Other new arrivals walk to Kutupalong refugee camp, where they spend the night in existing structures and buildings.
Meanwhile UNHCR and its partners continue to work with the Bangladesh authorities on the new Kutupalong extension site. Site planning and development are underway to allow the new refugees to move in as different zones within the site are readied. Tube wells and latrines are being installed to give the new refugees access to clean water and sanitation facilities.
To target assistance and protection interventions, UNHCR is continuing its joint family counting exercise with the Refugee Relief and Repatriation Commission. More than 247,606 refugees have so far been counted and the exercise is now taking place in Kutupalong Extension.
We hope for timely and generous donor support at the pledging conference for Rohingya refugee crisis on 23 October in Geneva. The joint response plan requires US$434 million to meet the life-saving needs of all Rohingya refugees and their host communities – together an estimated 1.2 million people – for the difficult months to come. UNHCR’s portion of that plan amounts to US$83.7 of additional funds until the end of February 2018.

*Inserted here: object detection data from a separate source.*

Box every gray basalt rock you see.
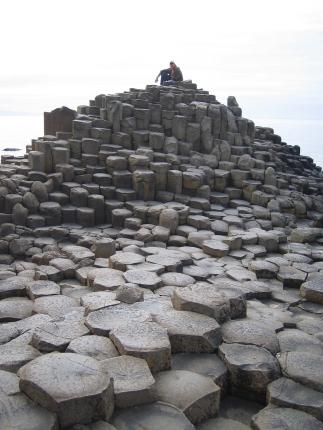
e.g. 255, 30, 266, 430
101, 355, 156, 408
267, 378, 323, 421
154, 310, 221, 353
34, 295, 79, 317
252, 407, 323, 430
0, 297, 33, 323
299, 279, 323, 304
19, 353, 114, 428
0, 343, 40, 373
171, 353, 228, 393
85, 305, 151, 336
277, 329, 323, 355
277, 351, 323, 392
110, 322, 171, 373
112, 402, 195, 430
219, 343, 280, 401
221, 319, 279, 355
0, 393, 58, 430
31, 321, 89, 352
66, 335, 119, 361
156, 370, 220, 424
27, 281, 61, 300
172, 285, 231, 323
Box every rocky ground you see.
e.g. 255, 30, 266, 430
0, 83, 323, 430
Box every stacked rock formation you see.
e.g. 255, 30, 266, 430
0, 82, 323, 430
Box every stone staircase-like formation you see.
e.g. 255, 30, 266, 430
0, 82, 323, 430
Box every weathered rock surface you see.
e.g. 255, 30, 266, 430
219, 343, 280, 401
252, 407, 323, 430
19, 353, 114, 428
112, 402, 194, 430
101, 355, 156, 408
110, 321, 171, 372
0, 81, 323, 430
156, 370, 220, 423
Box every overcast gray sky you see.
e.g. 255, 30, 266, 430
0, 0, 323, 156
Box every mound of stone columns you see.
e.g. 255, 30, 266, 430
0, 82, 323, 430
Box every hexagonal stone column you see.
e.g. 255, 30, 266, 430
252, 407, 323, 430
112, 402, 195, 430
156, 370, 220, 424
101, 355, 156, 408
219, 343, 280, 401
19, 353, 114, 428
154, 310, 222, 353
110, 322, 171, 372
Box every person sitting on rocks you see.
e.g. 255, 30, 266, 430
155, 61, 183, 85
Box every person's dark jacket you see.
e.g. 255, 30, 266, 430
170, 67, 183, 82
160, 67, 183, 82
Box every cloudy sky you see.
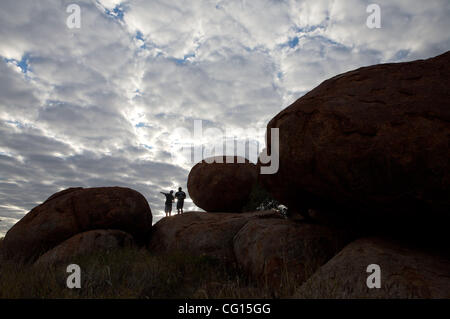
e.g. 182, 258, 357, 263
0, 0, 450, 236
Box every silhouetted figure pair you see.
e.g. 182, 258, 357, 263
160, 187, 186, 217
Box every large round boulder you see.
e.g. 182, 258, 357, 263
149, 211, 276, 262
35, 229, 134, 265
262, 52, 450, 221
187, 156, 258, 212
294, 238, 450, 299
233, 218, 348, 284
2, 187, 152, 262
233, 219, 348, 284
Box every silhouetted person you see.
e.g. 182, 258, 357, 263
175, 187, 186, 214
160, 191, 175, 217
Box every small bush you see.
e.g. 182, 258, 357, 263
242, 183, 279, 212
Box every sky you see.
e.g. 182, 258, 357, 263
0, 0, 450, 237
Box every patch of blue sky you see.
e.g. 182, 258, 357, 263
141, 144, 153, 150
3, 53, 31, 74
170, 53, 195, 65
135, 122, 152, 128
134, 30, 147, 50
105, 4, 125, 21
5, 120, 24, 128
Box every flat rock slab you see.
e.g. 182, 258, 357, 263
149, 211, 282, 261
35, 229, 134, 265
2, 187, 152, 262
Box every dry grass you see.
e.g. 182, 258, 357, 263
0, 249, 304, 299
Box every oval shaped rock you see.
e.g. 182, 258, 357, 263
2, 187, 152, 262
262, 52, 450, 221
35, 229, 134, 265
149, 211, 275, 262
294, 238, 450, 299
187, 156, 258, 212
233, 218, 348, 284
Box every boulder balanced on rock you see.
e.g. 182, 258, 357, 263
187, 156, 258, 212
2, 187, 152, 262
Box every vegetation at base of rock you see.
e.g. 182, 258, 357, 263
0, 248, 299, 299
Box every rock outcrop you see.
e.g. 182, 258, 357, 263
262, 52, 450, 220
295, 238, 450, 299
149, 212, 274, 262
187, 156, 258, 212
2, 187, 152, 262
233, 219, 347, 284
35, 230, 134, 265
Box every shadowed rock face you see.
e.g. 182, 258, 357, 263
295, 238, 450, 299
35, 230, 134, 265
2, 187, 152, 262
233, 219, 347, 284
149, 212, 274, 262
187, 157, 258, 212
261, 52, 450, 221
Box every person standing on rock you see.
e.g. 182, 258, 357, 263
160, 191, 175, 217
175, 187, 186, 214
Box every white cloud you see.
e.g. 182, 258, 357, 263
0, 0, 450, 235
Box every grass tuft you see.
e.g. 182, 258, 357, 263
0, 248, 306, 299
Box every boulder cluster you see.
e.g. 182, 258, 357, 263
2, 52, 450, 298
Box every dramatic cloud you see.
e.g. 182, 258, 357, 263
0, 0, 450, 236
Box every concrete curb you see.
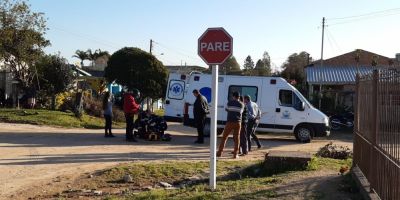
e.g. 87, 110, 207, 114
351, 166, 381, 200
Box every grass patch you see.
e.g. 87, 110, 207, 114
307, 156, 353, 171
0, 109, 124, 129
51, 157, 351, 200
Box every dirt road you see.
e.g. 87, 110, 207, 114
0, 123, 352, 199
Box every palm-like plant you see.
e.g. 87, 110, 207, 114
86, 49, 110, 67
72, 50, 89, 67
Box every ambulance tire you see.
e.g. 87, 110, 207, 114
294, 125, 314, 143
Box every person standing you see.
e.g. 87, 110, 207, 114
103, 92, 115, 137
217, 92, 244, 159
244, 95, 261, 151
124, 91, 140, 142
193, 90, 209, 144
239, 96, 248, 156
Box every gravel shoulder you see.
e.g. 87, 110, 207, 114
0, 123, 352, 199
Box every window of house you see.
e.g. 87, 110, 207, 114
228, 85, 258, 102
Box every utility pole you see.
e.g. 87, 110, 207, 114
150, 39, 154, 55
147, 39, 154, 112
318, 17, 325, 110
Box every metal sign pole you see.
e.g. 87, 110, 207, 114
210, 65, 218, 190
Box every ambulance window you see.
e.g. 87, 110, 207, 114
228, 85, 258, 102
168, 80, 185, 100
279, 90, 293, 107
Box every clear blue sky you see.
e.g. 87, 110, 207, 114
29, 0, 400, 70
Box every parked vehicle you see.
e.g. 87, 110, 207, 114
165, 74, 330, 142
329, 112, 354, 130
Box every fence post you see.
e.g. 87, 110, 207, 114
370, 70, 379, 191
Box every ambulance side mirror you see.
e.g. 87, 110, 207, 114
294, 101, 306, 111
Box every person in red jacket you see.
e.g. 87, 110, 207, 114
124, 91, 140, 142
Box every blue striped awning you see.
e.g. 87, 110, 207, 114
305, 66, 375, 85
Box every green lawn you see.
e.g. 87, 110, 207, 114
0, 109, 125, 129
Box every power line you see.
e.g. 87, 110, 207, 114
52, 26, 121, 49
328, 8, 400, 21
153, 41, 202, 62
328, 10, 400, 26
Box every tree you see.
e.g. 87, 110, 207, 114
253, 51, 271, 76
243, 55, 254, 75
262, 51, 271, 70
36, 55, 74, 109
219, 56, 241, 75
105, 47, 168, 99
0, 0, 50, 91
72, 50, 89, 67
281, 51, 312, 83
86, 49, 110, 67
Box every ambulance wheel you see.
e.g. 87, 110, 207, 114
203, 122, 211, 137
294, 125, 314, 143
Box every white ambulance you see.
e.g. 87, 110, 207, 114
165, 73, 330, 142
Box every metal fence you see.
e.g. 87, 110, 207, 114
354, 69, 400, 200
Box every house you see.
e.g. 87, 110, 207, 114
304, 49, 400, 111
0, 62, 14, 105
165, 65, 207, 74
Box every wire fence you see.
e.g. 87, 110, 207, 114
354, 69, 400, 199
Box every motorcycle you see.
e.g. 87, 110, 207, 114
329, 112, 354, 130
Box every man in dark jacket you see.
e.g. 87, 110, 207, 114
193, 90, 209, 144
124, 91, 140, 142
217, 92, 244, 159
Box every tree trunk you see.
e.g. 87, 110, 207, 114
51, 94, 56, 110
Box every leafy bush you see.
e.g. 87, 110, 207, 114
316, 142, 353, 160
55, 92, 75, 112
83, 96, 125, 122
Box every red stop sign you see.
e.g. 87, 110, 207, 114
197, 28, 233, 65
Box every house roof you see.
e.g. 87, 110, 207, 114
165, 65, 207, 72
313, 49, 400, 66
305, 66, 376, 85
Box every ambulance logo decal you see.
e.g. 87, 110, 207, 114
282, 110, 290, 119
169, 83, 183, 96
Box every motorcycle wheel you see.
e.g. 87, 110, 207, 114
331, 120, 342, 131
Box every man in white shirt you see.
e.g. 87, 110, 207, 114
244, 95, 261, 151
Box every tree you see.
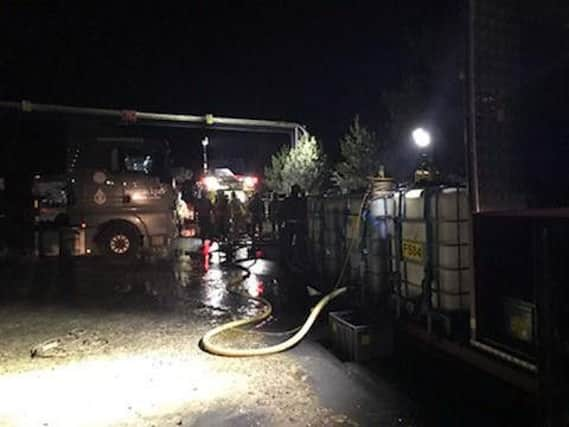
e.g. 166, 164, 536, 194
265, 136, 326, 193
332, 115, 380, 192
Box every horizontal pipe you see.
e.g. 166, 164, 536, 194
0, 101, 307, 136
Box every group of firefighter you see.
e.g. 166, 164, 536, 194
191, 185, 307, 259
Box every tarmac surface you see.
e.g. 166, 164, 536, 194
0, 239, 530, 426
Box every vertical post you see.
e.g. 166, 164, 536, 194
465, 0, 480, 213
464, 0, 480, 348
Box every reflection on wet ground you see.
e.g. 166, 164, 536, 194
7, 239, 308, 329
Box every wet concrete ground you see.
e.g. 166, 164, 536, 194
0, 241, 421, 426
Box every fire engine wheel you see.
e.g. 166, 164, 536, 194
100, 224, 140, 258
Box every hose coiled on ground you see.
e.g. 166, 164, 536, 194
200, 191, 370, 357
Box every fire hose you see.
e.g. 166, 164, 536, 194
200, 192, 369, 357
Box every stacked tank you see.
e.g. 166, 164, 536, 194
392, 186, 472, 322
362, 191, 398, 307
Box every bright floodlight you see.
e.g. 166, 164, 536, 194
412, 128, 431, 148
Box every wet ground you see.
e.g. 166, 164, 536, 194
0, 242, 413, 426
0, 241, 531, 426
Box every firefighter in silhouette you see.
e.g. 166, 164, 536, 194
229, 191, 245, 237
269, 192, 282, 239
249, 193, 265, 237
196, 191, 213, 239
214, 190, 230, 239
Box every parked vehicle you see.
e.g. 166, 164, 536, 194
34, 138, 178, 258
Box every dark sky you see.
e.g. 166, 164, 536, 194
0, 0, 460, 184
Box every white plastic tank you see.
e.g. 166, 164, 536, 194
394, 187, 473, 311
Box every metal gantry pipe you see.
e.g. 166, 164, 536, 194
0, 101, 308, 145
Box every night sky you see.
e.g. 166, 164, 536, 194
0, 1, 462, 177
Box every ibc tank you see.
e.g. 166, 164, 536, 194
362, 191, 398, 308
393, 186, 472, 312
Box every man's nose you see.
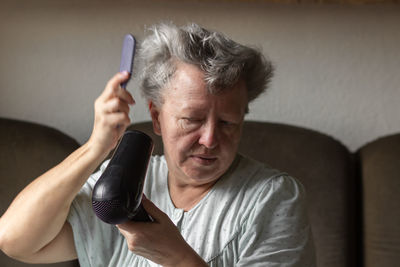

Our emergency assistance focuses on refugee protection, shelter, water and sanitation, establishing new sites, upgrading infrastructure and strengthening the capacity of the local communities across south-east Bangladesh. Since the onset of the current emergency, UNHCR, upon the request of Bangladeshi authorities has expanded its response and operations, presence and staff throughout south-east Bangladesh.
For UNHCR, it is vital even at the early stage, that its response reflects mid- to long-term needs, while at the same time ensuring that the voluntary return of refugees in safety and dignity remains a viable option. In this regard, restoring peace and stability in northern Rakhine state is critical.